The human need for clear cut, tidy answers to everything is perhaps
one of our greatest failings. Answers can be very insidious deceptive things
- we long for them, and once we think we have found them, we venerate them.
But they can put chains on our hearts and minds. The ideologies which have
ravaged our planet this century were all supposed to be ultimate answers.
There can never be a tidy answer to the tragedy lived by the Palestinian
and Jewish peoples. The situation is in many ways unanswerable. No matter
how it is finally settled politically there will always remain pain and
unresolved questions. There will always be Jews who believe all the land
should belong to Israel, and there will always be Palestinians who wonder
why they have been forced to pay the price for Europe's persecution of
the Jews. I am not saying there is no hope. But if there is to be a lasting
peace in this Holy Land it will be created by people living the questions.
The closest thing I have seen to peace is in the eyes of a Jewish Rabbi
who is trying to live the questions - not only of his own people, but of
his Palestinian friends. He has no answers. He lives in Jerusalem, the
centre of his faith, but lives every day aware he is living on Palestinian
land.
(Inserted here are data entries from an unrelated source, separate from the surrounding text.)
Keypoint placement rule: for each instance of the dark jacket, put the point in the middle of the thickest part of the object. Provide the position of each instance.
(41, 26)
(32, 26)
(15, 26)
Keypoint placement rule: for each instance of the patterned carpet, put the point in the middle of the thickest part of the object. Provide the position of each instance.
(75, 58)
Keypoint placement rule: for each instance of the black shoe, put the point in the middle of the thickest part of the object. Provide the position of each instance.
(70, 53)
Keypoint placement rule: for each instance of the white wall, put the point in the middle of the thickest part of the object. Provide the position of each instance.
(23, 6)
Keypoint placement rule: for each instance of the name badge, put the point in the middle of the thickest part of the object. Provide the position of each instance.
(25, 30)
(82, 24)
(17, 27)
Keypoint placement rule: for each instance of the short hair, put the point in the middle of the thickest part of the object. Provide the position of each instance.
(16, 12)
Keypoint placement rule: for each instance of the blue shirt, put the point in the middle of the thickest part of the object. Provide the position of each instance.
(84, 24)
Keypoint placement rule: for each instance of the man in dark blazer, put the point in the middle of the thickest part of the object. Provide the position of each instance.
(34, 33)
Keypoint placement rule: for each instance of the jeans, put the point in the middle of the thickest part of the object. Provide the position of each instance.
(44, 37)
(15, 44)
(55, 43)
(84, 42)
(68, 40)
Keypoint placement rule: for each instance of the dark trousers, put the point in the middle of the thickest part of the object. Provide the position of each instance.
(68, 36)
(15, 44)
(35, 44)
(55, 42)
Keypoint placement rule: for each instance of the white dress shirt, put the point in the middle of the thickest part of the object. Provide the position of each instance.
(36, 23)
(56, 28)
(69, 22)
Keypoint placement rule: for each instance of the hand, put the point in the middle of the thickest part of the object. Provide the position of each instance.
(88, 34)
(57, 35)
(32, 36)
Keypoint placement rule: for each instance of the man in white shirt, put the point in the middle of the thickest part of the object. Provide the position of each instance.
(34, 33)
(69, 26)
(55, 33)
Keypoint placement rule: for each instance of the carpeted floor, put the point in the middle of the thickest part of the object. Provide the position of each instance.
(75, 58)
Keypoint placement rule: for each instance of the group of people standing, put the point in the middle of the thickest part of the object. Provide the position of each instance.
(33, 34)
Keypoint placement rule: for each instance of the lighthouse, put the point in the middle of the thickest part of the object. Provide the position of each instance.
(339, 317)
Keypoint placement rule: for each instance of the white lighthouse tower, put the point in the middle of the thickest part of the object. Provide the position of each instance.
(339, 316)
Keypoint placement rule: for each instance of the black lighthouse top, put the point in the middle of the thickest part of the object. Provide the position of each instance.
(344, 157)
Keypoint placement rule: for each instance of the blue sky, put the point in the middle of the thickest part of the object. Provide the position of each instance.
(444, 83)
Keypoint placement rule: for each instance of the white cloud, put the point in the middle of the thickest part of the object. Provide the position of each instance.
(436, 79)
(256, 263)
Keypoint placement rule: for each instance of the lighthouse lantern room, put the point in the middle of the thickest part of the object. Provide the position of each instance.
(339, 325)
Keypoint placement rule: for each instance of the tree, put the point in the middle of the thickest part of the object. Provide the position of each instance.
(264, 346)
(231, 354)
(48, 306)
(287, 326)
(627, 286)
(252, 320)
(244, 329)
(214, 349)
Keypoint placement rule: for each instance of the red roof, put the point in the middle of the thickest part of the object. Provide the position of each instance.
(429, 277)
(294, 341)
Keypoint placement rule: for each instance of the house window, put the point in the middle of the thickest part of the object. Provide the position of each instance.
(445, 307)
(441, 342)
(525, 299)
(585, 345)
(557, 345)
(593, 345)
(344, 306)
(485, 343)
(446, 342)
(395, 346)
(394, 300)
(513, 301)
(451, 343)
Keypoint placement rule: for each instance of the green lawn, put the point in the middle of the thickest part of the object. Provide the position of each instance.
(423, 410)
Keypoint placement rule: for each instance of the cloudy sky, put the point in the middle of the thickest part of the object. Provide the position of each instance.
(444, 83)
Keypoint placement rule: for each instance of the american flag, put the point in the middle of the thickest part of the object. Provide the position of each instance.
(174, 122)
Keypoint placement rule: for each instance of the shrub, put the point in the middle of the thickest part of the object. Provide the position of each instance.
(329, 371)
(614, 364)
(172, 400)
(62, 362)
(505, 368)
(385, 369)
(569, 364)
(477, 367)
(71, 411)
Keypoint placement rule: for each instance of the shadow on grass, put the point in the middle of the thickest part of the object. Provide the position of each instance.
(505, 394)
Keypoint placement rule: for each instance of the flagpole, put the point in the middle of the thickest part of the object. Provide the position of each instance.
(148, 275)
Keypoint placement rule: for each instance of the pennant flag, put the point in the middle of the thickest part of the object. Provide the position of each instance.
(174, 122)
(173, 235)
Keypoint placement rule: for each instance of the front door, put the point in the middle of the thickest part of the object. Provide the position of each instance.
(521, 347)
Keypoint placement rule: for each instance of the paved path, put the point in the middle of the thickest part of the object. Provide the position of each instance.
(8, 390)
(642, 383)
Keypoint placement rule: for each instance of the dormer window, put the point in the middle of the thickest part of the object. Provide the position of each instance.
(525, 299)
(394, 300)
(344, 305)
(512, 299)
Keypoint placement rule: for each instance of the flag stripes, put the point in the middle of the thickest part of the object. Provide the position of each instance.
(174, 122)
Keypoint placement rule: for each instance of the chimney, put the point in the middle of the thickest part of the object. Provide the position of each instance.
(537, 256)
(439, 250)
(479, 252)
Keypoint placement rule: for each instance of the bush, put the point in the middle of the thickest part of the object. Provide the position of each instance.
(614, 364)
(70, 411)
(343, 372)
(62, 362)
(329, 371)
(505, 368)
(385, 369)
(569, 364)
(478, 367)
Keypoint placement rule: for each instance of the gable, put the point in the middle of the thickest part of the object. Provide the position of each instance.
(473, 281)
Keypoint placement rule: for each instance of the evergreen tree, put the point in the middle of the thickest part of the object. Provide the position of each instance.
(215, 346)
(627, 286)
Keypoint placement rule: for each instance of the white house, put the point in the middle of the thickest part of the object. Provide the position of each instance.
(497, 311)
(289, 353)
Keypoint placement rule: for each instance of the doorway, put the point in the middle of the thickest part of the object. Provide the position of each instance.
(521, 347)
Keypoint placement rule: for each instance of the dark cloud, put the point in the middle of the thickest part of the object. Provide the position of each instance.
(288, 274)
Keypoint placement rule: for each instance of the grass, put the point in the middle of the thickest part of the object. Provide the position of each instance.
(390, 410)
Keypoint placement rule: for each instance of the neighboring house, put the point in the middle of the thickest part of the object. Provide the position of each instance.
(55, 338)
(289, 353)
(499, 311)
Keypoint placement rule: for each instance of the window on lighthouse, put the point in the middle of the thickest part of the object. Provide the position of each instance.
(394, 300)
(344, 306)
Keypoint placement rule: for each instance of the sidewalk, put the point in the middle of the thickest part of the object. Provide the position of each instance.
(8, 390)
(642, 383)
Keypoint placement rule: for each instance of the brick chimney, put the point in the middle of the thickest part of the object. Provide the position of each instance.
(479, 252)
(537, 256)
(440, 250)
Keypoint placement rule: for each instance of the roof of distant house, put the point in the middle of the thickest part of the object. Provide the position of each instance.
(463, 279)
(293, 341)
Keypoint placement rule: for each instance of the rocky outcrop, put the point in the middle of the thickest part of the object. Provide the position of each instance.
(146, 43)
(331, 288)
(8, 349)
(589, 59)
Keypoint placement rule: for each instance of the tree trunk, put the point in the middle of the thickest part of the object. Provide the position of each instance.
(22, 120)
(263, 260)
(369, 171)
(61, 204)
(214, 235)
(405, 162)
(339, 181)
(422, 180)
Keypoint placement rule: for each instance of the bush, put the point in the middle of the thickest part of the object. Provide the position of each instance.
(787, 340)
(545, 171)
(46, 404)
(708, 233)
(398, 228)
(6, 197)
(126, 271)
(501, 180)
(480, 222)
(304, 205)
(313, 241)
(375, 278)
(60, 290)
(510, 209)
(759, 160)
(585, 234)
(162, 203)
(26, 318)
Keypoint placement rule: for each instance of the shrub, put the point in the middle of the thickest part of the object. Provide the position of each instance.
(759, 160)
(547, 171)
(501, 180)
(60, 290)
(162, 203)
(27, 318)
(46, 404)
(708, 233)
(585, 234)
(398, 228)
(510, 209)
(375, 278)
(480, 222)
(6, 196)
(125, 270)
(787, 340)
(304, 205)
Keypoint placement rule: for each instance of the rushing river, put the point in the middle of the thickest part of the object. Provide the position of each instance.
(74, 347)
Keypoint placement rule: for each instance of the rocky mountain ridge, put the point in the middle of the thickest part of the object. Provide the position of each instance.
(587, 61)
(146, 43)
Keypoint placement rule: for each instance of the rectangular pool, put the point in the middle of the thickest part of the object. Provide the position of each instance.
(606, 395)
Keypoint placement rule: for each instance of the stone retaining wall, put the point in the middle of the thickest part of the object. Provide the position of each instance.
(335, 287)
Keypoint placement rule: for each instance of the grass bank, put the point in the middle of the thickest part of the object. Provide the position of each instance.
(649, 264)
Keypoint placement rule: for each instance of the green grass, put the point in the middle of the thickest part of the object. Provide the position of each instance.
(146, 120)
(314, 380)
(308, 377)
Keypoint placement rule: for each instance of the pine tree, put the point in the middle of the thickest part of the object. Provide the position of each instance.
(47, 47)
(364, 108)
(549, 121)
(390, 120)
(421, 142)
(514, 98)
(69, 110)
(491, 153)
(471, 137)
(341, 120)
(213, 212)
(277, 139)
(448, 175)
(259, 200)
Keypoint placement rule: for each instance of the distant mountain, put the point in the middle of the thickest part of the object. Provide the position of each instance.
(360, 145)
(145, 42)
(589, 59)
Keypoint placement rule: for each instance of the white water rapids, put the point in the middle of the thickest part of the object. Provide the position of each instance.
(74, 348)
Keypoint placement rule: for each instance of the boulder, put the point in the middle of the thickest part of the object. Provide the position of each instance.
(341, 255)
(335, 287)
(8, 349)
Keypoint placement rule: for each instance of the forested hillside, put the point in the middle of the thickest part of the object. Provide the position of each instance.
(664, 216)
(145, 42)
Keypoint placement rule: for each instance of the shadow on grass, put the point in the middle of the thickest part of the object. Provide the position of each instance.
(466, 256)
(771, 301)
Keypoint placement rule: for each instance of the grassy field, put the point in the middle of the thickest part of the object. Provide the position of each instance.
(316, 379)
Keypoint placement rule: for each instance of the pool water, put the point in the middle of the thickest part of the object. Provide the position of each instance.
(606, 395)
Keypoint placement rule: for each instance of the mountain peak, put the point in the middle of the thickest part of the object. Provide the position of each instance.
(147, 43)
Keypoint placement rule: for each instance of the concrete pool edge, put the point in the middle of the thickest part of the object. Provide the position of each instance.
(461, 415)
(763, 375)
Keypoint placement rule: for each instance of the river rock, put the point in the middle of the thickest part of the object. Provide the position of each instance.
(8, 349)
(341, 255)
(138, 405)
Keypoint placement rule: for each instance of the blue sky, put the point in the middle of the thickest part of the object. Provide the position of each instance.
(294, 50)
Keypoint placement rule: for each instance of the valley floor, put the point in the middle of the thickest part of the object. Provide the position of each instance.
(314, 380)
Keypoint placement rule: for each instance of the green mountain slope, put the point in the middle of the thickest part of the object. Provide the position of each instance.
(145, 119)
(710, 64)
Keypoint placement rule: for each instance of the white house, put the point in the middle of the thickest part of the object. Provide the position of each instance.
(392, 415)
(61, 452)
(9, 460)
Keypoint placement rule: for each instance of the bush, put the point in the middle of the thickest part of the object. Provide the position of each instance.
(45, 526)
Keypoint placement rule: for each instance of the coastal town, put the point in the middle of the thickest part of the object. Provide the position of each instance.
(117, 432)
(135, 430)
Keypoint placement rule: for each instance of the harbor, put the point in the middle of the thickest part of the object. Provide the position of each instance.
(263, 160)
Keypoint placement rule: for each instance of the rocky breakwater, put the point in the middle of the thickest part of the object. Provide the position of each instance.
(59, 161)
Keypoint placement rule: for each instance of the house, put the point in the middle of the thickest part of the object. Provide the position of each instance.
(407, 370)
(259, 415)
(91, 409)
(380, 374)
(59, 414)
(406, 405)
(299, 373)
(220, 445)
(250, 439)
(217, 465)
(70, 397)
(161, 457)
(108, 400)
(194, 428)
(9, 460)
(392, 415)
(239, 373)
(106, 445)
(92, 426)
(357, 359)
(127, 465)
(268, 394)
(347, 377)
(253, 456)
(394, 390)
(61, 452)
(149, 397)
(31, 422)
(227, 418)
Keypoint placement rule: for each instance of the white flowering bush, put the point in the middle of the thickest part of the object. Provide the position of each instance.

It is by really living the questions that we can become part of the
spirit of paradox and wonder that is the only solution to human confusion
and pain.
A few weeks ago my husband and I were at a Gazan wedding. As I attempted
to join the festivities and learn to dance Arabic dancing, a tiny old woman,
dressed head to foot in a
beautiful white hijab (a form of Muslim dress), kissed me and danced
holding my hand. Without a language, religion or culture in common, we
danced together with joy, each in complete acceptance of the other as a
child of God. A profoundly affirming experience. Perhaps that is what living
the questions means. Perhaps that is who I am - a child of God.